06 setembro, 2010

Conto - Morte por Perfume

Os óleos essenciais não devem ser usados, os mesmos, por um tempo prolongado e contínuo. O mesmo é válido para quase todos os usos, de medicamentos à shampoos, até costumamos dizer: perdeu o efeito!


Sabidamente alguns óleos essenciais, passam de estimulantes a relaxantes conforme a porcentagem utilizada. Óleos com características mais acentuadas como estimulantes ou sedativos, caso da classe química das cetonas, por exemplo, isso fica mais evidenciado.


O conto abaixo é belo por contar como os aromas descortinam as emoções, e também a respeito da inversão das polaridades através do excesso:

Morte por Perfume

No final do século X, período em que floresceu a mais refinada literatura no Japão, destacaram-se algumas vozes femininas com extraordinários contos, profundos romances, poesia imortal e erotismo. Este conto foi escrito na Corte de Heian pela dama Onogoro :

"Era uma vez um cortesão infiel que enganou sua amante com três mulheres diferentes em uma noite. Uma das mulheres, criada da senhora, confessou o que fizera chorando, e esta, que estava cansada das tolices do amante, concebeu um plano para livrar-se dele.

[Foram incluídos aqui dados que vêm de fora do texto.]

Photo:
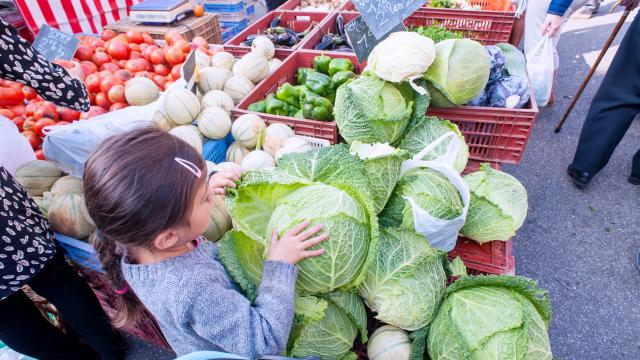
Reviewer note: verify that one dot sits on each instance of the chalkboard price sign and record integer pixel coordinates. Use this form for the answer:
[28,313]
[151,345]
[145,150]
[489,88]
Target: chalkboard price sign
[382,16]
[362,39]
[54,44]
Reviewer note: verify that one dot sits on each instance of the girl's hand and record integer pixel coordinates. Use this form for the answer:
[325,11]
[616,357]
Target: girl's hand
[551,25]
[223,179]
[292,247]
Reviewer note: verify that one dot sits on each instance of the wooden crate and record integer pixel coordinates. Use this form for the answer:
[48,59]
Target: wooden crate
[206,26]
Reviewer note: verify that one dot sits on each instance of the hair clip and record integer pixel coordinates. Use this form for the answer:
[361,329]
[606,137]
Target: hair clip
[189,166]
[123,290]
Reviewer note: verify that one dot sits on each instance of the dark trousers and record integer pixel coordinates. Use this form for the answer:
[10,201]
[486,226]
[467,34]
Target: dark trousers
[25,330]
[613,109]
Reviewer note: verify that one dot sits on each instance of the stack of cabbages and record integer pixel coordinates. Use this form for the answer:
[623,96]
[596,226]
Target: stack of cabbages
[373,257]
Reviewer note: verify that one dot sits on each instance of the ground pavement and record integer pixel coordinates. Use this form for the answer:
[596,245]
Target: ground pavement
[578,244]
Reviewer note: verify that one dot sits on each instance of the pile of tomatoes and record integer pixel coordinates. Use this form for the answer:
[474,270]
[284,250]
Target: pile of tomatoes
[108,62]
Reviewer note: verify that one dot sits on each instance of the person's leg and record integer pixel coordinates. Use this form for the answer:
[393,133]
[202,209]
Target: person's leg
[613,109]
[25,330]
[78,306]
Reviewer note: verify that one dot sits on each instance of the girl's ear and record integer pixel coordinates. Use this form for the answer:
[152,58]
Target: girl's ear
[166,239]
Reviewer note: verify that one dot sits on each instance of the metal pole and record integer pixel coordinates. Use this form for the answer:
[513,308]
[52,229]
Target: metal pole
[613,35]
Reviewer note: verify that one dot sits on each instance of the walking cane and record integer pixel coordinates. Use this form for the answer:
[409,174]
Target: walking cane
[623,18]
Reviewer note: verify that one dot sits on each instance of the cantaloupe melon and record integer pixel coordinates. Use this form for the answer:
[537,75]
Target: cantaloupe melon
[37,176]
[389,343]
[189,134]
[141,91]
[69,216]
[236,152]
[246,128]
[220,221]
[181,106]
[214,123]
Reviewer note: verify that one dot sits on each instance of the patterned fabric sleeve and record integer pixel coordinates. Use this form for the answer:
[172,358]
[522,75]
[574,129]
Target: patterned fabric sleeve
[20,62]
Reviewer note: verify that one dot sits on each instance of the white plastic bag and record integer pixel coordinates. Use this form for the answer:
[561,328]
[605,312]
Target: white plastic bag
[442,234]
[71,145]
[541,66]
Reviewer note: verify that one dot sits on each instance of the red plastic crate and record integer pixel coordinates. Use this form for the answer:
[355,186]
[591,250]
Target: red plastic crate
[296,20]
[292,4]
[287,73]
[493,134]
[328,26]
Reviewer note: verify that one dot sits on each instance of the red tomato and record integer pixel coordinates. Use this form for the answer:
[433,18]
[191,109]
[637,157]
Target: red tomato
[40,154]
[118,106]
[107,35]
[19,121]
[110,67]
[157,56]
[32,138]
[183,45]
[84,52]
[175,72]
[102,100]
[93,82]
[100,58]
[18,110]
[108,82]
[40,125]
[116,94]
[199,41]
[46,110]
[93,111]
[66,114]
[161,69]
[136,65]
[117,49]
[135,36]
[123,74]
[174,55]
[10,96]
[159,80]
[7,113]
[148,39]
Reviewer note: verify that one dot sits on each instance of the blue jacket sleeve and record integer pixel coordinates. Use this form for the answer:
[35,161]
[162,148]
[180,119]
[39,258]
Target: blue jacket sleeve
[559,7]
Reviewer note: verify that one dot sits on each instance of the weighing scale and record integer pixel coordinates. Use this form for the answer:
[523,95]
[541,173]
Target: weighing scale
[160,11]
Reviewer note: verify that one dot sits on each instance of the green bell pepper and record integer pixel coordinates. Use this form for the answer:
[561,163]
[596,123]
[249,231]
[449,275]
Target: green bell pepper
[289,94]
[319,83]
[321,64]
[337,65]
[260,106]
[317,108]
[276,107]
[341,77]
[301,75]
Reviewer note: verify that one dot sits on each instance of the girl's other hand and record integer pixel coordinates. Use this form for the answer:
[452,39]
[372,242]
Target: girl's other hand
[223,179]
[292,247]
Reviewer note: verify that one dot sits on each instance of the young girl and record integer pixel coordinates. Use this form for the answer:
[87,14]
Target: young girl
[148,194]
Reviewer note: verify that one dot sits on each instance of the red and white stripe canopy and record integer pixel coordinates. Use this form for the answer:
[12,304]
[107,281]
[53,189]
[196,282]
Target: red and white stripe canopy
[73,16]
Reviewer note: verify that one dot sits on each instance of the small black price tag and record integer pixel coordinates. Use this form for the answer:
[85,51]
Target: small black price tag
[54,44]
[362,39]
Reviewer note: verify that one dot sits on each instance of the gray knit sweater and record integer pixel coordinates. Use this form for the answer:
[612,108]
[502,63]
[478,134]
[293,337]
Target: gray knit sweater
[198,308]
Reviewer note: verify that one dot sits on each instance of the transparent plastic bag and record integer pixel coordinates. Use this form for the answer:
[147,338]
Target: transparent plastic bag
[442,234]
[541,67]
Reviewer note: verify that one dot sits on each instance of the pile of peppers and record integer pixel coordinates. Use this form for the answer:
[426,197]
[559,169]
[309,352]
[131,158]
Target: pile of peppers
[314,94]
[281,36]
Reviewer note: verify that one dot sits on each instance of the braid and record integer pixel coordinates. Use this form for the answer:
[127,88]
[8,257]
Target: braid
[128,307]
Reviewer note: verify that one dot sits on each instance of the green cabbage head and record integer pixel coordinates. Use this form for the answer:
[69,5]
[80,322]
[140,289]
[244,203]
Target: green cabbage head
[406,282]
[425,131]
[498,205]
[491,317]
[371,110]
[460,71]
[431,190]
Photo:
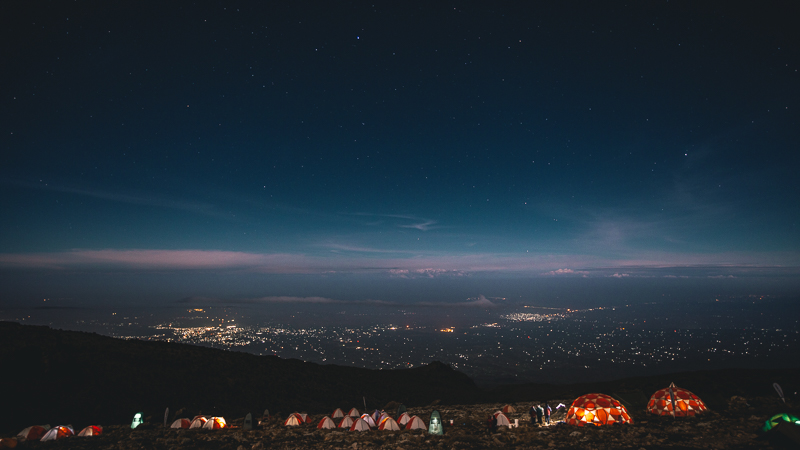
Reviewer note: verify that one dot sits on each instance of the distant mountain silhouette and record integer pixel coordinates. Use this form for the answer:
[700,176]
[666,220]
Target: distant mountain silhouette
[54,376]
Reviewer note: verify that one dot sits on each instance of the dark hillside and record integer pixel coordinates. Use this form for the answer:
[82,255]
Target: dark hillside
[73,377]
[53,376]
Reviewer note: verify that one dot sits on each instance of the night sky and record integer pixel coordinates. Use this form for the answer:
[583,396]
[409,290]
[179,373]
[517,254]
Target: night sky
[398,152]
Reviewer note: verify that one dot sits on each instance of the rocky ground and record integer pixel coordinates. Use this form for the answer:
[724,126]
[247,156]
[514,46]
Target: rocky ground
[735,427]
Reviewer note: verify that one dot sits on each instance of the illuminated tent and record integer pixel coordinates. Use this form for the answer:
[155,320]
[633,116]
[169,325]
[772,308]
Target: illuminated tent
[502,420]
[346,422]
[403,419]
[91,430]
[359,425]
[676,402]
[436,426]
[181,423]
[370,421]
[326,423]
[198,422]
[388,424]
[415,423]
[294,420]
[59,432]
[33,433]
[597,409]
[215,423]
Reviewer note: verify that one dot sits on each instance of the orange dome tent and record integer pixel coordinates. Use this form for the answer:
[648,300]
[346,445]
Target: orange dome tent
[346,422]
[676,402]
[215,423]
[597,409]
[58,432]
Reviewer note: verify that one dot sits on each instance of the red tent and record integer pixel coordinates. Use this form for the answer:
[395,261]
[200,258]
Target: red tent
[597,409]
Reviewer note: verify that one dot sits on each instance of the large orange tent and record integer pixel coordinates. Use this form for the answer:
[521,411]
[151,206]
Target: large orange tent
[676,402]
[58,432]
[597,409]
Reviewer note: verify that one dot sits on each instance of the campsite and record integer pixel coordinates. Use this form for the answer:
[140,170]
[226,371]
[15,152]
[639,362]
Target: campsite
[134,382]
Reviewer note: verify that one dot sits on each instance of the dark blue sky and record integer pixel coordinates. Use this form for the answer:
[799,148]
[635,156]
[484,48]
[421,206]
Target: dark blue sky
[397,151]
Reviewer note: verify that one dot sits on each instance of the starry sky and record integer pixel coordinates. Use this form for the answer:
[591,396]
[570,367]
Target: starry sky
[397,152]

Na visita seguinte do cortesão, fingindo uma atitude doce e confiada, ela lhe rogou que a acompanhasse até o quarto onde eram misturados os perfumes, com o pretexto de confeccionar um aroma que fosse exclusivamente deles. O cortesão, que jactava de ser um conhecedor da arte do perfumista, seguiu-a ansioso ao aposento de mármore onde ferviam os recipientes das mesclas, longas tiras de folhas de angélica secavam penduradas e pétalas de primaveras noturnas entregavam seus óleos sob a pressão de grandes pranchas de ferro.

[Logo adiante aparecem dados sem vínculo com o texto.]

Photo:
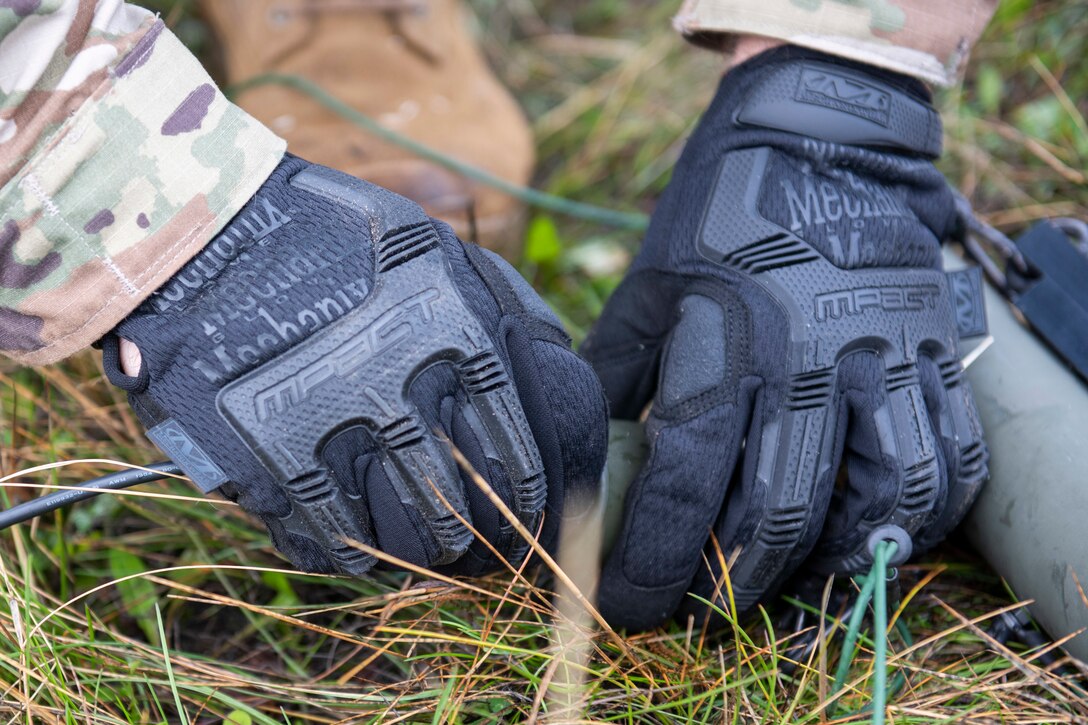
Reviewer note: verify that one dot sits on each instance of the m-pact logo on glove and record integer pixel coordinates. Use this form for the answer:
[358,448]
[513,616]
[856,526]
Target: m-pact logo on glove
[906,298]
[844,93]
[391,328]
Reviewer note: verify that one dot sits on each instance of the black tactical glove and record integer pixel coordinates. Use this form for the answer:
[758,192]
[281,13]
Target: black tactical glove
[788,306]
[317,358]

O cortesão nunca tinha sentido antes essa mistura de aromas e suas narinas estremeceram com a harmonia de mimosas e violetas, de madressilva e bálsamo de limão e jacinto silvestre. Ao passar perto do morteiro, tomou entre os dedos uma pitada de noz-moscada e cravo, e amassou os cristais da crosta da árvore de cânfora, ao mesmo tempo em que recitava trechos de poemas que lhe pareciam relevantes, porque, temos que dizê-lo, tudo o que podia recordar eram trechos.

Ocultando seu desprezo por tamanha complacência de si mesmo, a dama abraçou seu amante com paixão e lhe prometeu uma sensação totalmente nova. Intrigado, o cortesão foi facilmente persuadido a tirar a roupa e estender-se sobre uma túnica que sua amante colocara no chão.
A dama começou a aplicar gotas de lírio e cravo nas têmporas do cortesão, e foi seguindo até atingir a branca fenda na base do pescoço, que recebeu a potente essência de calêndula. Sob as axilas colocou milefólio e genciana e continuou com suas gentis atenções até ter distribuído fragrâncias por todo o corpo extasiado de seu amante.

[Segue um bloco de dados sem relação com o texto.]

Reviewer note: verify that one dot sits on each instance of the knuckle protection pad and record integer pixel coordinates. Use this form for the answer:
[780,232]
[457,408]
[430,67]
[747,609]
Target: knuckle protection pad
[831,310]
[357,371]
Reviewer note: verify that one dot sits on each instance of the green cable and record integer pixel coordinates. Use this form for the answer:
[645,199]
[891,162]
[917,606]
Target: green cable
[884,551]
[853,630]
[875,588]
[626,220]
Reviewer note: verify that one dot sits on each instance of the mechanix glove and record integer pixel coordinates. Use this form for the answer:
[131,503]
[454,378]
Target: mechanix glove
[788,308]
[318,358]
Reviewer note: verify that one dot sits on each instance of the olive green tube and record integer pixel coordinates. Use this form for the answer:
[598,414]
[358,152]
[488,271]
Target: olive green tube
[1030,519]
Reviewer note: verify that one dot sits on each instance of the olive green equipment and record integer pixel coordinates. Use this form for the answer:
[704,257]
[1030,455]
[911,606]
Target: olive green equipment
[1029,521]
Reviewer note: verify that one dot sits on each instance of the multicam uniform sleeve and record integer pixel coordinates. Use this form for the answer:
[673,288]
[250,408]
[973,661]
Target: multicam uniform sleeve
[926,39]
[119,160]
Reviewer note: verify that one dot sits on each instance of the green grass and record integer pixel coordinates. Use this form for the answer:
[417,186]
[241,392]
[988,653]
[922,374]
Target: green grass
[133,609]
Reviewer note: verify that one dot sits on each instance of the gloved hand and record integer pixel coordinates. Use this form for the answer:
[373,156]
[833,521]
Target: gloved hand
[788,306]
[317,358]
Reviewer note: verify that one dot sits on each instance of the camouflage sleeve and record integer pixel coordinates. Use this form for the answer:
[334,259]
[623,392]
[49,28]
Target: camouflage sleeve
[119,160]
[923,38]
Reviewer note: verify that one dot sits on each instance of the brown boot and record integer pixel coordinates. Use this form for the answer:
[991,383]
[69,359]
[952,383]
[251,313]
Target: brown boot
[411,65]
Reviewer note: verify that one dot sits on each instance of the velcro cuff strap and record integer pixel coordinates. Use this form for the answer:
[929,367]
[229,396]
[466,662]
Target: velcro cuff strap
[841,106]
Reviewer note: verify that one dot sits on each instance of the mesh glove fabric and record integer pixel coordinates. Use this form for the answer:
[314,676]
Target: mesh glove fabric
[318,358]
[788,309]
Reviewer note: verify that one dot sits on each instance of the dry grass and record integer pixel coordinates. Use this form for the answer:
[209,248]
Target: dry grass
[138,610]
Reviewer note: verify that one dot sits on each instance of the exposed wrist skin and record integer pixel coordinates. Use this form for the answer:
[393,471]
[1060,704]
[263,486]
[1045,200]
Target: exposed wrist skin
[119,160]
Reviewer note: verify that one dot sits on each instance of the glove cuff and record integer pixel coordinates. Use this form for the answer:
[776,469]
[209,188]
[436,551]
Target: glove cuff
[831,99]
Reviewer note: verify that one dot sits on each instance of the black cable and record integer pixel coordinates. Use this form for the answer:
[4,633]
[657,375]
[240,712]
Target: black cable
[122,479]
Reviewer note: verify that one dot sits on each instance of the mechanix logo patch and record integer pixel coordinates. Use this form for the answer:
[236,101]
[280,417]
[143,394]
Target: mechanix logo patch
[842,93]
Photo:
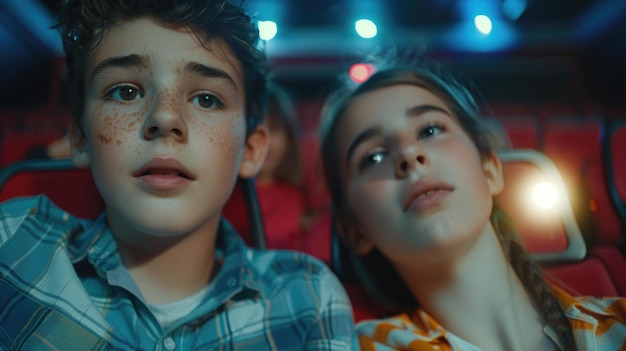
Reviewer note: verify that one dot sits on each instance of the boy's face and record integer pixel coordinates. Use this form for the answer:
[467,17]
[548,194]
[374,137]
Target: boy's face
[164,122]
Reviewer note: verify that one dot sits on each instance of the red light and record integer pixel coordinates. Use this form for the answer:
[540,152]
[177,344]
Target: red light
[360,72]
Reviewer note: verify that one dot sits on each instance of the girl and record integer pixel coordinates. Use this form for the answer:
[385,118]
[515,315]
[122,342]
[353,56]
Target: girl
[412,173]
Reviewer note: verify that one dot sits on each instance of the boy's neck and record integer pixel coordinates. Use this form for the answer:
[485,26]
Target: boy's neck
[482,300]
[173,268]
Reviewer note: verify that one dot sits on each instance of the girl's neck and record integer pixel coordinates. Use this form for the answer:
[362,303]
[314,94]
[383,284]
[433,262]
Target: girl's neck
[479,298]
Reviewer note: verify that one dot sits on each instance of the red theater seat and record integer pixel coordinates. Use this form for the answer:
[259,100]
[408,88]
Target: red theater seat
[74,190]
[574,144]
[522,131]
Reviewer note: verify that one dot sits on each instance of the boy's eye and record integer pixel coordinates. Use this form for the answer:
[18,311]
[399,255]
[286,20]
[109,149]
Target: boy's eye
[206,101]
[430,130]
[371,159]
[124,93]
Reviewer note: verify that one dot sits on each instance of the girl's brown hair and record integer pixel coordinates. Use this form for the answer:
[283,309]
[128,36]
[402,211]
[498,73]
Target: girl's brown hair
[374,270]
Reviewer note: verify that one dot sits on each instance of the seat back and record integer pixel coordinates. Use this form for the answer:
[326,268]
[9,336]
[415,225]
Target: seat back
[73,190]
[614,160]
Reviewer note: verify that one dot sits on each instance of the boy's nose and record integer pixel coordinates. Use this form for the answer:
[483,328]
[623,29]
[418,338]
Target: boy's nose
[410,156]
[165,120]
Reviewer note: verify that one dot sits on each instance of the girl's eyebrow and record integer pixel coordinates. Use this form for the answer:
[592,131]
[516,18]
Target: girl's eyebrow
[119,62]
[421,109]
[414,111]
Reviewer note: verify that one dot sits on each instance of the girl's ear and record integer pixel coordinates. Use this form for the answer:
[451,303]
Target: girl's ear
[254,152]
[354,237]
[492,166]
[78,145]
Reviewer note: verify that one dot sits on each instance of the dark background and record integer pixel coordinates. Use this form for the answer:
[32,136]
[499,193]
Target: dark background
[565,52]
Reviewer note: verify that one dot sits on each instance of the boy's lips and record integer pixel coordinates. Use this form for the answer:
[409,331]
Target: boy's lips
[425,193]
[164,167]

No entanto, o que a dama sabia é que , assim como excesso de yin se transforma no principio yang, também certas doses de essências de flores curativas e estimulantes podem tomar um aspecto negativo.
Uma vez mais inclinou seus frascos sobre o corpo do cortesão, e a mostarda provocou em seu amante uma súbita e profunda melancolia, e a mimosa o encheu de medo das doenças e de suas consequências, e o lariço o convenceu do fracasso, e o azevinho espetou seu coração com invejosa raiva, e a madressilva trouxe lágrimas de nostalgia aos seus olhos.
O urze, acrescentado em certa proporção secreta, exagerou ao extremo os mais ínfimos desgostos, e o zimbro o desanimou, e a clematite o aturdiu, e o olmo o arrasou pensando em suas deficiências e a maça silvestre o convenceu que era impuro. O botão de castanha provocou-lhe a lembrança compulsiva de seus muitos erros, e o salgueiro causou-lhe o ressentimento da boa fortuna do próximo, e o álamo o fez suar e tremer com vagas apreensões, e o urze o convenceu de que sua mente falhava, e a rosa silvestre resignou-o à apatia, de modo que já não lhe importava viver ou morrer, mas teria preferido, de uma vez por todas, o último.
Satisfeita de tê-lo preparado até esse ponto, a dama administrou mais dois toques de maçã silvestre em suas têmporas para exacerbar o ódio a si mesmo. Desvanecido de desprezo por si mesmo, seu amante rogou-lhe que desse uma dose fatal para pagar assim todos os seus crimes contra ela. A dama, vendo o cortesão vencido em seus braços, ficou com pena de seu tormento e colocou uma gota de acônito em sua língua impaciente. Assim morreu o amante infiel, desnudo e aliviado, e desde a morte do próprio Príncipe Luminoso não houve outro corpo tão perfumado no próprio funeral."